The obvious improvements in quality of life and mental health of those who had access to
blockers coupled with the evidence of harm done to those denied them constitutes significant
evidence that removing them is severely detrimental to their health and consequently is
unethical. The risk of death by suicide is increased, mental health is harmed, their ability to
go to school and take part in normal social activities with peers becomes impossible for many
and difficult for most, as anxiety, stress and other harmful effects levels are increased
significantly. After analysing the testimonies of parents of trans and non-binary children in
this survey, the only conclusion I can come to is that the puberty blocker ban needs to be
regarded as a form of child abuse.
This raises the issue of whether it is the ban itself that is the main intended outcome rather
than the ‘study’ and any outcomes of that. Given that the proposal is now for the ban to be
made permanent, rather than limited until such time as the ‘study’ is completed, this is a
question that specifically needs addressing. The British Medical Association recommended
suspending the ban until it had had time to carry out its review of Cass, The government has
refused to do this.
The very short timescale for responses to the consultation on the puberty blocker ban has
necessitated a quick but evidenced response. This paper will be reinforced with additional
material and published in a peer-reviewed journal as soon as possible. The enforced necessity
for speed was created by the tight deadline for responses; there seems to be hurry to impose a
permanent ban. However the quality and consistency of the evidence presented here speaks
for itself. The certainty of causing widespread, unnecessary and increasing harm to children
and young people needs to be weighed against the vague possibility of minor problems with
puberty blockers.
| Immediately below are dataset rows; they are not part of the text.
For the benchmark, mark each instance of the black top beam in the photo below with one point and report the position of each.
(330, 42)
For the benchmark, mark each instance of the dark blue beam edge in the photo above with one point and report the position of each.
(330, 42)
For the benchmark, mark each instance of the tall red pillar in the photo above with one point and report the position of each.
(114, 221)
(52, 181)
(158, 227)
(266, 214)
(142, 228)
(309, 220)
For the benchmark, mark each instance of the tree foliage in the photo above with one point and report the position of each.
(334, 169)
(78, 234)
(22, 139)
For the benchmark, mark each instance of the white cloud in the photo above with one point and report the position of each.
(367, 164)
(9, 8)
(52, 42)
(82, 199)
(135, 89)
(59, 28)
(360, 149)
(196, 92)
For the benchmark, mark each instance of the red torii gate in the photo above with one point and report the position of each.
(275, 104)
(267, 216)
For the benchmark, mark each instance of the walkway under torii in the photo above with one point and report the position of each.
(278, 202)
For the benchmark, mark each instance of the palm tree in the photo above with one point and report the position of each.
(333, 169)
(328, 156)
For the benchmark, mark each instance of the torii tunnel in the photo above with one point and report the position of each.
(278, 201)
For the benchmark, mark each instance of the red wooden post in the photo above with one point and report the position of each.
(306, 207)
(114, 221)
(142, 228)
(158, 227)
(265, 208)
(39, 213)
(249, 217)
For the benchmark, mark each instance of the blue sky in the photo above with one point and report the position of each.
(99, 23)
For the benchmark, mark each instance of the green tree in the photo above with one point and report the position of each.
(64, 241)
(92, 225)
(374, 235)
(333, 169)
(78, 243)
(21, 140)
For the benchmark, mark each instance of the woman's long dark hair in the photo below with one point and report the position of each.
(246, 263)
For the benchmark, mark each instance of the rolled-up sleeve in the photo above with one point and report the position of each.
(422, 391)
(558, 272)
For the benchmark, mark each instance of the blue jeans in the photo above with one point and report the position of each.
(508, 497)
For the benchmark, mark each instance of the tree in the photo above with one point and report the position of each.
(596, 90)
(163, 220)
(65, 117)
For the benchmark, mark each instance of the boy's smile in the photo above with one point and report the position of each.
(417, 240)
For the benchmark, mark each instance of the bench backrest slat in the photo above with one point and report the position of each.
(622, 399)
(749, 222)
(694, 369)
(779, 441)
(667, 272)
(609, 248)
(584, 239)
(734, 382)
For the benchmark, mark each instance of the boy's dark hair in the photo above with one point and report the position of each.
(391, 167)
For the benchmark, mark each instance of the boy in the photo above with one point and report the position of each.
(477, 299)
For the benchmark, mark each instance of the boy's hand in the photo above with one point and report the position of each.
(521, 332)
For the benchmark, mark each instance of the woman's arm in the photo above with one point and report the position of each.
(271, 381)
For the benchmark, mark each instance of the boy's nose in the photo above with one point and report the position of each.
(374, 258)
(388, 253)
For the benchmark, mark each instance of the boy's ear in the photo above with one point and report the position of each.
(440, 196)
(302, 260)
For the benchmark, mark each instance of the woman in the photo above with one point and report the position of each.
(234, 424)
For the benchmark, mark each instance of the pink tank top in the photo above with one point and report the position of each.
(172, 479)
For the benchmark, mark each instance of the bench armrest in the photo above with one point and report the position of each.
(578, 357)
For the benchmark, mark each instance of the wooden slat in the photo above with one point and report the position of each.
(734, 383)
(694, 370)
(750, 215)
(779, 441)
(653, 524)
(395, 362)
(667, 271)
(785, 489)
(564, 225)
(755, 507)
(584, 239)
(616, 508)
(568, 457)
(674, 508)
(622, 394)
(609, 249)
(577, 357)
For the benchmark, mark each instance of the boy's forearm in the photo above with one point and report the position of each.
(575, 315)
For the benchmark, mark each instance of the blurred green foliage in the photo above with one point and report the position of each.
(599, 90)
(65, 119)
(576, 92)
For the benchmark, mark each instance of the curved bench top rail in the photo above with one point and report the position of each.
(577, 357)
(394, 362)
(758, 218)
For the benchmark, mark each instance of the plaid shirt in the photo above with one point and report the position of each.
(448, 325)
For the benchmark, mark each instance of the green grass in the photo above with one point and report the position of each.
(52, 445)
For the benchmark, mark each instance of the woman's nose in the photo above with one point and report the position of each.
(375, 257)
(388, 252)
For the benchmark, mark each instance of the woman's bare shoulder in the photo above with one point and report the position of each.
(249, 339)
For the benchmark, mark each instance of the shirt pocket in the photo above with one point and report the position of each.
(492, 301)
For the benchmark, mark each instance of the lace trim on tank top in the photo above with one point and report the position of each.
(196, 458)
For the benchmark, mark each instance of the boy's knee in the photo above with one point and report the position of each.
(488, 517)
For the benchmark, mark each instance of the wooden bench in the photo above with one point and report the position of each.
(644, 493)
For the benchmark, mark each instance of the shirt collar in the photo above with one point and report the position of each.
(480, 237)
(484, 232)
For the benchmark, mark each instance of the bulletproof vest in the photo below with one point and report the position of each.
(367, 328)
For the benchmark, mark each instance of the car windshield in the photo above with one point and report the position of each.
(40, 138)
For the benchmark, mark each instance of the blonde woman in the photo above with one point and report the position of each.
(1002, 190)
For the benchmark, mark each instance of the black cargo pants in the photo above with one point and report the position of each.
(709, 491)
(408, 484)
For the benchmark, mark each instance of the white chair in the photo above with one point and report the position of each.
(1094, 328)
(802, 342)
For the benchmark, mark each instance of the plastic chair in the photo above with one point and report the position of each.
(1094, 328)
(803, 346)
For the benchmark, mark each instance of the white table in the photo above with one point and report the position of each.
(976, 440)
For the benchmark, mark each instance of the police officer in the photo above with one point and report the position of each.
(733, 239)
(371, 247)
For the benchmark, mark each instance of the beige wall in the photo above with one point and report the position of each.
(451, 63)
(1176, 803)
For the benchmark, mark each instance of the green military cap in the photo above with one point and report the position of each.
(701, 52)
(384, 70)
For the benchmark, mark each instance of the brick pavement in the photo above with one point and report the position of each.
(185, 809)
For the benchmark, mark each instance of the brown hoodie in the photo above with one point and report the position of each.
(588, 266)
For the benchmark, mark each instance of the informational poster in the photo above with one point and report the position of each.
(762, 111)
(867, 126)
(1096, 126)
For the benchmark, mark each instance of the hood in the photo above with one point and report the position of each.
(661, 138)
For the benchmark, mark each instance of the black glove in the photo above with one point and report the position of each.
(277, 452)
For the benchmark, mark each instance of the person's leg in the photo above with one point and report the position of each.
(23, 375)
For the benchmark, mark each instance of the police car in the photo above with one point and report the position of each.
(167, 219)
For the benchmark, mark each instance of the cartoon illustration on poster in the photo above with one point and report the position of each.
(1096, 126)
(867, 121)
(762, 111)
In my view it is unethical and dangerous, on more than one level (Council
of Europe, SOGIESC p41) for any ban on puberty blockers to continue.
Those attempting to justify banning puberty blockers have argued that they are advocating it
in order to ‘protect children’. This is now quite clearly not the case, and this argument can no
longer credibly be deployed as is flies in the face of the evidence. This ban will cause very
considerably more harm than any possible protection it might conceivably give.